Emmanuel Constant, 63 ans, est un homme très puissant dont les amis, ayant aussi participé aux actes de terreur pendant l’exil du président Jean Bertrand Aristide, seraient encore au pouvoir, si l’on croit les congressmen américains. Ces derniers doutent que la République d’Haïti ait vraiment les moyens de faire le procès de ce citoyen haïtien, vu la corruption, le comportement normal des personnes au pouvoir en Haïti et aussi les grèves en série des tribunaux.
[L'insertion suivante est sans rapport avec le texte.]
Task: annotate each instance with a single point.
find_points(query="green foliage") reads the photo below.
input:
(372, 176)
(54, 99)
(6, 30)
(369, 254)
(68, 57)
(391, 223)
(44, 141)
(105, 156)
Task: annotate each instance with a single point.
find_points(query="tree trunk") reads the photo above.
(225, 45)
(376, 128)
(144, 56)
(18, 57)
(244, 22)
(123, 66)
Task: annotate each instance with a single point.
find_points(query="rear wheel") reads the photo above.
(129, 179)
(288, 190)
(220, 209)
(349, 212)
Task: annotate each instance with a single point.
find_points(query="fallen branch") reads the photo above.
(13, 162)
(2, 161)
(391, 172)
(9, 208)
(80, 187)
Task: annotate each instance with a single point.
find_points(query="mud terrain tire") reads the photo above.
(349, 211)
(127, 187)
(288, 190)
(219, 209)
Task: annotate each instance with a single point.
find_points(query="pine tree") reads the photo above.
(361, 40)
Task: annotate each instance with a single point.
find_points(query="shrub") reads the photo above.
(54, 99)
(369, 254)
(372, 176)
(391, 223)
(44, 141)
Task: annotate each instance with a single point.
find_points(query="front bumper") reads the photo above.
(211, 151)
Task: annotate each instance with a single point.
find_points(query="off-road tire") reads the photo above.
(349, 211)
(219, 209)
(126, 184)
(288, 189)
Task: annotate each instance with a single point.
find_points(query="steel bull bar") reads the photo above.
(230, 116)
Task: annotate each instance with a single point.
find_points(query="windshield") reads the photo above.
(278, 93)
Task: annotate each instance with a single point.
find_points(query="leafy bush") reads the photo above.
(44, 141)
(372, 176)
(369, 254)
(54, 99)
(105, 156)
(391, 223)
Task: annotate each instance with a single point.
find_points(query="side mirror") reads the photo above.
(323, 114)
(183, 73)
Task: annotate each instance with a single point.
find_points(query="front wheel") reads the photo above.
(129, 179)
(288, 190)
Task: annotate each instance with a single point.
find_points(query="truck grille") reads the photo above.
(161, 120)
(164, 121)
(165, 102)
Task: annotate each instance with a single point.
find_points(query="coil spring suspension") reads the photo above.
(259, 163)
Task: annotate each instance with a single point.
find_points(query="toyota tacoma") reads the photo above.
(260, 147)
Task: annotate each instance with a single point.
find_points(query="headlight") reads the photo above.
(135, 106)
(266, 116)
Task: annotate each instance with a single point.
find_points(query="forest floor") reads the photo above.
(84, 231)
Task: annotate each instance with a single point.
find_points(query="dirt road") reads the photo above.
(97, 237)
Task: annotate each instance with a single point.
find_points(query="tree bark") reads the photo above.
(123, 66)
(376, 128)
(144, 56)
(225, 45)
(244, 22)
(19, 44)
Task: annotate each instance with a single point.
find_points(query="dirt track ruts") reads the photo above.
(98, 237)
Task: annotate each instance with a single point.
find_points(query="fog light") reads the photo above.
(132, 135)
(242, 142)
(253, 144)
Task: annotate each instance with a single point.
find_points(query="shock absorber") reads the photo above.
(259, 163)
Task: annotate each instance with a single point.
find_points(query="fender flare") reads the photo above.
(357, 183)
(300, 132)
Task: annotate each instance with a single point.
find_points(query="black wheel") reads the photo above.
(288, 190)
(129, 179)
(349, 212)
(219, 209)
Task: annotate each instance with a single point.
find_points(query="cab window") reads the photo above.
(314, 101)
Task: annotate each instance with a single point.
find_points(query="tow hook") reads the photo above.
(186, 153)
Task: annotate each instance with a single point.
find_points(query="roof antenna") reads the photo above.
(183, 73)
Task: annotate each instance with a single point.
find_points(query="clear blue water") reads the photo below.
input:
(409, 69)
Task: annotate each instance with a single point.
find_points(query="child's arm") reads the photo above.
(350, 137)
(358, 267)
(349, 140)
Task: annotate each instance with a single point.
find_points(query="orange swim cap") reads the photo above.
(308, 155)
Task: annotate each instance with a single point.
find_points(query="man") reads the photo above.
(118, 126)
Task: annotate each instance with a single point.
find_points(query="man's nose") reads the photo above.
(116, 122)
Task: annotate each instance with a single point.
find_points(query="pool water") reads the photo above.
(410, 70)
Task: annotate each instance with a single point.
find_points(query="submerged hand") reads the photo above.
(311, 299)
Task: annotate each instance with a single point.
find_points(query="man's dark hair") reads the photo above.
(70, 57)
Sachant que certains criminels ont été déportés par les Etats-Unis, et son devenus des personnages politiques en Haïti, les législateurs américains croient que les autorités doivent prendre des mesures pour empêcher la répétition de ces malheurs.
Ronald Saint-Louis, avocat de l’ancien chef du FRAPH, affirme que l’arrestation de son client à Aéroport international Toussaint Louverture par les forces de l’ordre haïtiennes est un acte manifestement illégal. Il promet de remuer ciel et terre afin que les droits d’Emmanuel Constant soient respectés.